Armenia -- President Serzh Sarkisian (R) meets with the visiting co-chairs of the OSCE Minsk Group, 9Sept 2010.
Armenia -- President Serzh Sarkisian (R) meets with the visiting co-chairs of the OSCE Minsk Group, 9Sept 2010.

Nagorno-Karabakh’s leadership said on Thursday that it has not yet agreed to an international fact-finding mission to Armenian-controlled territories surrounding the disputed enclave.


The American, French and Russian diplomats co-chairing the OSCE Minsk Group said on Monday that they are planning a “field assessment mission to observe the humanitarian situation” in seven districts in Azerbaijan proper that were fully or partly occupied by Karabakh Armenian forces during the 1991-1994 war.

In a joint statement, the mediators said they will tour those areas “between late September and mid October.” Representatives of the Office of UN High Commissioner for Refugees and other international bodies will also take part in the mission, said the statement.

“We are not against the idea in principle,” Davit Babayan, Karabakh President Bako Sahakian’s spokesman, told RFE/RL’s Armenian service. “But there are still some technical issues and our final position will probably be clarified soon.”

“We are looking into the matter,” Babayan said without elaborating on those issues. He made clear that the mission can not go ahead without the Karabakh Armenians’ consent.

The Minsk Group co-chairs are likely to have discussed the issue with Sahakian during their visit to Stepanakert on Wednesday. They said in their September 6 statement that their planned trip to the occupied and mostly deserted territories was agreed with all conflicting parties n principle “before summer.”

An OSCE team led by a senior German diplomat already inspected those territories in January-February 2005 to investigate Azerbaijani claims that they have been illegally populated by Armenians. In a subsequent report, the mission said it found “no evidence of direct involvement by the authorities of Armenia in the territories.” “There is no clear organized resettlement, no non-voluntary resettlement, no recruitment,” concluded the report.

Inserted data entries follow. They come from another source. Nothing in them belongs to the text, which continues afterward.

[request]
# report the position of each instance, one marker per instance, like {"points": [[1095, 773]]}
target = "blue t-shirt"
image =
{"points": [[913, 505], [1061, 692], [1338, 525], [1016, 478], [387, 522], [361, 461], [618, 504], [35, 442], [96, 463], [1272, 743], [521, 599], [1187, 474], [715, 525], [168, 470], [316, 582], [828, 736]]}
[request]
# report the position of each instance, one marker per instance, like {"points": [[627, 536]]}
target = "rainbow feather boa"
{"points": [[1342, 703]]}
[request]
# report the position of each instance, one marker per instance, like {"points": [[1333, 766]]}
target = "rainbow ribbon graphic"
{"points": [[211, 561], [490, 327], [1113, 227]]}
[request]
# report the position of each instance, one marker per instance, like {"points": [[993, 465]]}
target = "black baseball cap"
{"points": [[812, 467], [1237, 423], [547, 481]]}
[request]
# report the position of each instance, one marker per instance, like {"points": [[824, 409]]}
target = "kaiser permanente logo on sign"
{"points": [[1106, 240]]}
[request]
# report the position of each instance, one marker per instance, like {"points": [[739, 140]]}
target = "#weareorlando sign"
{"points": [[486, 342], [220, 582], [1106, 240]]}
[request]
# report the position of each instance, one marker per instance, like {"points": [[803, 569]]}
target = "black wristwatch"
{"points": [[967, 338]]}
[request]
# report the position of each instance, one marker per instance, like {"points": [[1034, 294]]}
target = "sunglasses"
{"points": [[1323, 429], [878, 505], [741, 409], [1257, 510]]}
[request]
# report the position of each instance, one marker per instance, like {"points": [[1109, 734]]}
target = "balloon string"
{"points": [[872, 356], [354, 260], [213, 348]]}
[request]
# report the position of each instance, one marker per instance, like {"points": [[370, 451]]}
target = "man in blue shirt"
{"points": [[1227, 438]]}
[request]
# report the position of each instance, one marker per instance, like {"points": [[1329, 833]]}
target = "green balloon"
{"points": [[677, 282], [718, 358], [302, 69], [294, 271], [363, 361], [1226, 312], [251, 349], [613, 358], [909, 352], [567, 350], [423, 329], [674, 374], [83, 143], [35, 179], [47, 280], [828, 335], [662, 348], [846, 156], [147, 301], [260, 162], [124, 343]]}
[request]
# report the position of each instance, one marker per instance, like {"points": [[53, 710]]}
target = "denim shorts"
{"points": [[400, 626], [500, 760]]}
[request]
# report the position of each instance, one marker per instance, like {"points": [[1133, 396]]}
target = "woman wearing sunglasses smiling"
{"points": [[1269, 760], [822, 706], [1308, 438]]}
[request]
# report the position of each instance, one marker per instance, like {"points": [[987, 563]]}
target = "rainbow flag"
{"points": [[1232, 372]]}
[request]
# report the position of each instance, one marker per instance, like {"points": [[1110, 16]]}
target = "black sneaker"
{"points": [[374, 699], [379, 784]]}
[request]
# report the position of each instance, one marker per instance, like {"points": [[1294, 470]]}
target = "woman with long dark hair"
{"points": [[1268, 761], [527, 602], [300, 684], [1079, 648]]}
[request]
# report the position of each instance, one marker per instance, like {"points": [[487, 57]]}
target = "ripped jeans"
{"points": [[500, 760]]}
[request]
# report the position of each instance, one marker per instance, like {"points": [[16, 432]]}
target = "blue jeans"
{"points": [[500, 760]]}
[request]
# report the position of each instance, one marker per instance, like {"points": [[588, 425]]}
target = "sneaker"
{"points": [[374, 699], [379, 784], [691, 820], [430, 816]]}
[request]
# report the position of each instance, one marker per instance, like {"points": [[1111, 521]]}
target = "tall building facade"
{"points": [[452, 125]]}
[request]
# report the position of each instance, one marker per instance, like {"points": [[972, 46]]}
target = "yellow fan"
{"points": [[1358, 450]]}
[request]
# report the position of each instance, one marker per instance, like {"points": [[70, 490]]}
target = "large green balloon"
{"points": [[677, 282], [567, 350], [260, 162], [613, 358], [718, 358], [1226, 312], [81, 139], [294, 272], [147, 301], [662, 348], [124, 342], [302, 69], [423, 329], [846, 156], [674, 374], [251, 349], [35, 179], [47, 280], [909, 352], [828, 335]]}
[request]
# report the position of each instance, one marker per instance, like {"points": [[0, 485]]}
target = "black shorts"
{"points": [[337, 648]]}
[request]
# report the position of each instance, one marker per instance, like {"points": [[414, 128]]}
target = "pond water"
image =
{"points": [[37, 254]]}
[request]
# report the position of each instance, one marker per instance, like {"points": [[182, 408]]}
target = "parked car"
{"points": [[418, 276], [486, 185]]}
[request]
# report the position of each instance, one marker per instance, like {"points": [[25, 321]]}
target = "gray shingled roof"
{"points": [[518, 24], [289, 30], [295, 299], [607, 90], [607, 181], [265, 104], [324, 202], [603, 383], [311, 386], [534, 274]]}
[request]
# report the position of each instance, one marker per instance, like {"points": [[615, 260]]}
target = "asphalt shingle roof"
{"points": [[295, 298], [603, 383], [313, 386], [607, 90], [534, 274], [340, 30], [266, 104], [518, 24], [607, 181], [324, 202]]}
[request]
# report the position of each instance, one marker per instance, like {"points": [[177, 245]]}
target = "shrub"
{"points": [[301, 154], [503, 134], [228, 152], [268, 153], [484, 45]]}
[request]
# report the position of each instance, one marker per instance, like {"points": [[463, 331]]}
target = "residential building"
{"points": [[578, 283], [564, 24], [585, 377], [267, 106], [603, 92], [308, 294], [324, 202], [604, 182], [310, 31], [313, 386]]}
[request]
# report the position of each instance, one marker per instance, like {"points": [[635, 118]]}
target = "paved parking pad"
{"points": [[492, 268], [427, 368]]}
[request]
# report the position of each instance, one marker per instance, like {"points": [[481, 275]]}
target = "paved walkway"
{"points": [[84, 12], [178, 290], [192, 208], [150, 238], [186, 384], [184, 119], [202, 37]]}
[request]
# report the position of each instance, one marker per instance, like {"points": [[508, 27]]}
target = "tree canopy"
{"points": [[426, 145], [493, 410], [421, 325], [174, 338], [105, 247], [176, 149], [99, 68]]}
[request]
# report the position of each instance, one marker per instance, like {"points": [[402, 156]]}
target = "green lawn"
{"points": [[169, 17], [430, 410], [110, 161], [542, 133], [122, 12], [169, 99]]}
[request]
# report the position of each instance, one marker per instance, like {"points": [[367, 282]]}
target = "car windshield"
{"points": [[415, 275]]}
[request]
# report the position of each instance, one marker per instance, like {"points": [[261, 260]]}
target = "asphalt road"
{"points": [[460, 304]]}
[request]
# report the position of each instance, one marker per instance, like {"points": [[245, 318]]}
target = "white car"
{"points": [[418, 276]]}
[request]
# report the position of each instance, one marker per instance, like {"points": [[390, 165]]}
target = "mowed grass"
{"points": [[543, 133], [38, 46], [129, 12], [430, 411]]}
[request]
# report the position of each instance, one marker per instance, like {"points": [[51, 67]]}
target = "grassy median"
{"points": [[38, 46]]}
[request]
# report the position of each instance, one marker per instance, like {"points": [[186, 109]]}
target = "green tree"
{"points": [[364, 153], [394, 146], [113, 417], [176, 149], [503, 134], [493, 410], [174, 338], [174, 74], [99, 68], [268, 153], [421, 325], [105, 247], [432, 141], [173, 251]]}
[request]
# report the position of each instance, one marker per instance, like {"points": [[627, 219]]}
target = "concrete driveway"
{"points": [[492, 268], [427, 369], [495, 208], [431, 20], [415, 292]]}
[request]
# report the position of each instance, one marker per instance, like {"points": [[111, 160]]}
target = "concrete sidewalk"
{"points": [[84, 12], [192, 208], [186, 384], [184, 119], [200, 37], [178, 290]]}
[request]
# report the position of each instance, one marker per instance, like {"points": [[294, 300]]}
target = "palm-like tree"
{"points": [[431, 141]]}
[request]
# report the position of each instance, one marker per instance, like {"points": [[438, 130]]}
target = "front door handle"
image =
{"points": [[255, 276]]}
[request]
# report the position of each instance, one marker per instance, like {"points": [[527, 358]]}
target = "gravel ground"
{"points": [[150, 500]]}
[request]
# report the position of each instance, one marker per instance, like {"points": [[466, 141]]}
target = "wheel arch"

The 2005 inspection was organized as a result of a compromise agreement between the conflicting parties and the mediators. The deal prevented a vote in the UN General Assembly on an Azerbaijani draft resolution condemning the decade-long occupation.

It is not clear whether the second fact-finding visit sought by the mediating troika is connected with a similar resolution which Baku is now trying to push through the General Assembly. The latter was scheduled to discuss and vote on the document later on Thursday. Both Armenia and Karabakh have warned that its passage would seriously harm Armenian-Azerbaijani peace talks mediated by the Minsk Group.

Meanwhile, the group’s co-chairs ended on Thursday their latest tour of the conflict zone in Yerevan with talks with President Serzh Sarkisian and Foreign Minister Edward Nalbandian. Official Armenian sources gave few details of the talks.

Sarkisian’s office said the Armenian leader and the visiting envoys agreed that ceasefire violations in Karabakh “reflect negatively on the negotiating process.” A separate statement by the Armenian Foreign Ministry said Nalbandian discussed with the mediators their “forthcoming actions.”